Regis leva le menton de ses pattes, ses sourcils lupins se haussant à mesure qu’il lisait mes intentions.
« Les Relictombs ne peuvent pas rester dans le vide. Elles seront détruits, soit par l’augmentation de la pression, soit par l’effondrement du vide, comme Epheotus. Nous devons les amener dans le monde physique. »
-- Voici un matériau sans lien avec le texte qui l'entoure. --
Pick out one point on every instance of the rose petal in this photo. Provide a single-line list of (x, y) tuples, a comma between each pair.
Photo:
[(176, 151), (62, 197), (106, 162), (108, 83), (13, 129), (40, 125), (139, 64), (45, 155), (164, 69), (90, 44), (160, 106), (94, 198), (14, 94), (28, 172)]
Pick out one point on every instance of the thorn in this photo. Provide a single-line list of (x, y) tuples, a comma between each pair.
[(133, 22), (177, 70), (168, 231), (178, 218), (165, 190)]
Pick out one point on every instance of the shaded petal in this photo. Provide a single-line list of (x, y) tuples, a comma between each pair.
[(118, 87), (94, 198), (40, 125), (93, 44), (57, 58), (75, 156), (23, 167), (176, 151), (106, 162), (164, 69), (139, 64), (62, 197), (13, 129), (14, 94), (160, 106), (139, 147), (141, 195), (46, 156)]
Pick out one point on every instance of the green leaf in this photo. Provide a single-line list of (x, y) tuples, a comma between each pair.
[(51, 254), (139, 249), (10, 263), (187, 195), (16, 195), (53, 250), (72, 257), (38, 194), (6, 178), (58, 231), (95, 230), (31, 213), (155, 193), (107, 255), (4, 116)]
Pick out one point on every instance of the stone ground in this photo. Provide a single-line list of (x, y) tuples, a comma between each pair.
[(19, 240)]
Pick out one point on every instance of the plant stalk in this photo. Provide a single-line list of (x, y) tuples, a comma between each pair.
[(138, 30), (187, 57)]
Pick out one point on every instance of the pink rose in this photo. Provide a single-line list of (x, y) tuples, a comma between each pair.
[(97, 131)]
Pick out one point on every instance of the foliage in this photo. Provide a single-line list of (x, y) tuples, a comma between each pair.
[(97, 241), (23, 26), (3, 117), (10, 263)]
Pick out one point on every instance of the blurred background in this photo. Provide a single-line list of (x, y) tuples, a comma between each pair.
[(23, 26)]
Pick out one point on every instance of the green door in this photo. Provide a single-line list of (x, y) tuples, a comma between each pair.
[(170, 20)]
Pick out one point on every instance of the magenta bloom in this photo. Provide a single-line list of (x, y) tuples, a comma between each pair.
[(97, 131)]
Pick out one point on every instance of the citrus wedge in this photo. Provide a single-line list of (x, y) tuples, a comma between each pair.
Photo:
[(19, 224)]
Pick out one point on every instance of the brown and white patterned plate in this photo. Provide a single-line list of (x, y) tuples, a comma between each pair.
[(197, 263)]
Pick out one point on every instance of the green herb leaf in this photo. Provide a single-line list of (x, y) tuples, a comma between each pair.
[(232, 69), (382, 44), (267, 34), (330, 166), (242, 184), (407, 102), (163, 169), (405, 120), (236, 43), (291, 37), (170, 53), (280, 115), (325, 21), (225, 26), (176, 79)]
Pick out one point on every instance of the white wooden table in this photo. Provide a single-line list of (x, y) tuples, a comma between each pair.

Sylvie acquiesça. Ses mains continuaient à jouer sur la surface de l’eau qui montait et descendait sans cesse. « De cette façon, les gens pourront les étudier correctement, et pas seulement combattre les monstres qu’ils renferment. Sans le royaume d’éther, les monstres pourraient même cesser de se former. »
« Est-ce que ça va foutre en l’air quelque chose ? » demanda Regis en regardant entre nous. « Chaque zone est comme un chapitre d’une encyclopédie de l’éther, non ? Peut-être que perdre l’accès à tout cet éther serait comme… les pages d’un livre qui deviennent vieilles et cassantes. Elles se désagrègent et tout ça. »
« Il faudra trouver un moyen, » ai-je répondu. « Peut-être que le djinn qui reste dans la forteresse d’Agrona peut nous aider. Ji-ae, c’est ainsi que Tess l’a appelée. » Je décidai que la prochaine fois que nous quitterions Epheotus, une visite à Taegrin Caelum s’imposerait. Ce serait aussi l’occasion de prendre des nouvelles de Seris et de Caera.
« Si Papy Kezzy laisse arriver tout ça, bien sûr, » dit Regis. « C’est lui qui nous met des bâtons dans les roues. »
« Beurk, ne l’appelle pas comme ça, » dit Sylvie en aspergeant Regis d’eau.
Regis secoua sa crinière brûlante, la langue pendante.
J’ai regardé l’eau, la chaleur montant à mon cou et mes joues rougissant. « Kezess ne répétera pas ses crimes passés. »
Les pensées de Sylvie allaient et venaient entre Kezess, Myre, Agrona et Sylvia. Sa famille, telle qu’elle était.
« Merci, Sylv. D’avoir fait ça. D’être à mes côtés. » Je ne pouvais pas prétendre comprendre ce que c’était pour elle, pas vraiment. Je me battais pour ma famille, mais son père et son grand-père étaient nos deux plus dangereux adversaires. « Je sais que c’est difficile. »
Elle secoua ses cheveux et m’offrit un sourire lumineux, sa mélancolie s’estompant. « Puisqu’il s’avère que c’est moi qui t’ai trainé à Dicathen, je ne peux pas vraiment t’abandonner maintenant. » Plus sérieusement, elle ajouta, « Je ne serais nulle part ailleurs, Arthur. Ensemble, nous allons changer le monde. Le rendre meilleur. C’est ainsi que je guérirai les blessures que ma famille m’a laissée. »
Alors que nous pensions tous les deux à notre famille, Tessia me vint à l’esprit. Tant de ceux qui avaient voyagé avec moi, s’étaient battus à mes côtés et m’avaient soutenu n’avaient plus qu’à attendre et espérer à Dicathen et Alacrya. J’aurais aimé qu’elle, au moins, puisse venir avec moi, mais je savais pourquoi elle ne pouvait pas, et j’ai soutenu son désir d’être avec son peuple. Après tout ce qui lui était arrivée, elle méritait d’avoir ce qu’elle voulait.
Mais je ne pouvais pas m’empêcher de rêvasser, juste un peu. Je l’imaginais voyageant à mes côtés à Epheotus, se tenant au coude à coude avec les membres royaux asura. Elle s’entraînerait avec moi à la place de Zelyna, et avec mon aide, elle atteindrait à nouveau le stade de l’Intégration. Puis—un petit sourire se dessina sur mes lèvres—je lui apprendrais à manier l’éther en tant qu’archonte, reine du clan Leywin…
C’était un beau rêve éveillé.
Mais il y a beaucoup à faire, pour que ce ne soit jamais plus qu’un simple rêve.